MoffettNathanson examined closely the last six years, with respect to affiliate fee and retrans growth. The trends are concerning for the cable TV industry.

 

“[G]one are the days of traditional media companies counting on affiliate fee growth each and every quarter,” the team of Craig Moffett, Rob Fishman and Michael Nathanson share in an investor update on the state of the video marketplace. “Now, media executives are bracing each quarter for how big of a drag will come from affiliate fees!”

That’s because, they point out, locked in price increases are, for the most part, no longer enough of an offset for accelerating subscriber declines.

In Q3 2023, they share, aggregate media industry affiliate fees were negative for the fourth consecutive quarter at -3%.

The good news? Broadcast retransmission fees remained steady at around 6% growth. By comparison, cable network affiliate fees decelerated further into negative territory, to -6% growth.

According to MoffettNathanson estimates, retrans fees at ABC led the group of companies it tracks, at 9%. FOX enjoyed 8% growth, while it estimates NBC and CBS were lower at 4%.

The research does not mention Gray Television, The E.W. Scripps Co., TEGNA, Nexstar Media Group, Sinclair Inc., Cox Media Group, Graham Media Group or Allen Media Group.

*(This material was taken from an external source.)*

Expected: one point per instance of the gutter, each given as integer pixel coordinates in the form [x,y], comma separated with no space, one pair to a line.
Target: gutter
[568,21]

Yet, even without those key companies in the mix, there’s a silver lining for broadcast TV station owners. MoffettNathanson forecasts retrans fees maintaining their current moderated 6% growth each year through 2025, helped by FOX’s retrans renewal cycle.

It is cable networks that will experience continued declines, driving total affiliate fees down by 1% each year through 2025, MoffettNathanson concludes.